Seed Formation and Development in Cocoa (Theobroma Cacao L. )
Haris, T. Chairun Nisa (1988) Seed Formation and Development in Cocoa (Theobroma Cacao L. ). Masters thesis, Universiti Pertanian Malaysia.
A study on cocoa (Theobroma cacao L.) seed formation and development was undertaken at the Universiti Pertanian Malaysia, Serdang, Selangor, Malaysia. The plant materials used comprised of five dissimilar crossings of Sabah Mixed Hybrid. Freshly opened flowers were hand-pollinated and tagged to ascertain the date of pollination. The tagged flowers were then covered with plastic-net bags to protect them from insects and other hazards. Samples were taken at weekly intervals. Changes in the histology and germinability of seed, as well as size, weight and moisture content of both fruit and seed were determined. In addition, the effects of air drying on seed germinabi1ity was also studied.
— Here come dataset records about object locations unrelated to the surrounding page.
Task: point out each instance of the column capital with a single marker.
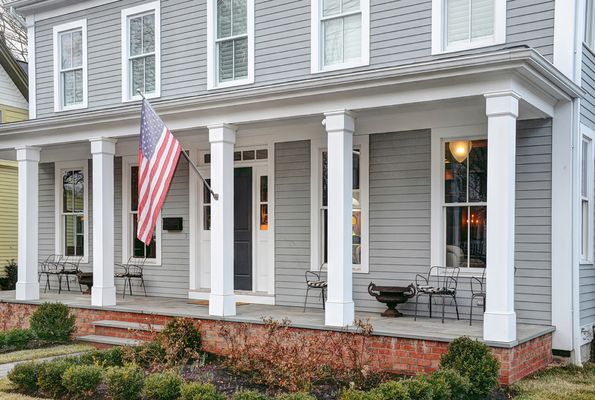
(103, 145)
(222, 133)
(339, 120)
(505, 102)
(28, 153)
Progressive development of the endosperm and embryo started to occur eight weeks after pollination and it continued to do so until complete development was attained 11 weeks later (19th week). Physical development of the fruit and seed followed a three-phase sigmoidal pattern. The first phase was characterised by very slow growth rate of both the fruit and seed during the first eight weeks after pollination. This was fol lowed by a period of rapid increases in dimensions and weights until maximum values were reached 18 weeks after pollination. The final developmental phase (beyond the 18th week) was a period of minimal physical changes. Maximum seed dry weight was attained 22 weeks after pollination at which seeds are regarded as physiologically mature. Seed moisture content was high (above 90 percent) during the initial stages of development. It then declined steadily reaching a fairly stable value of about 40 percent approximately 25 weeks after pollination. Fruit moisture content on the other hand , remained relatively high (above 70 percent) throughout the developmental period.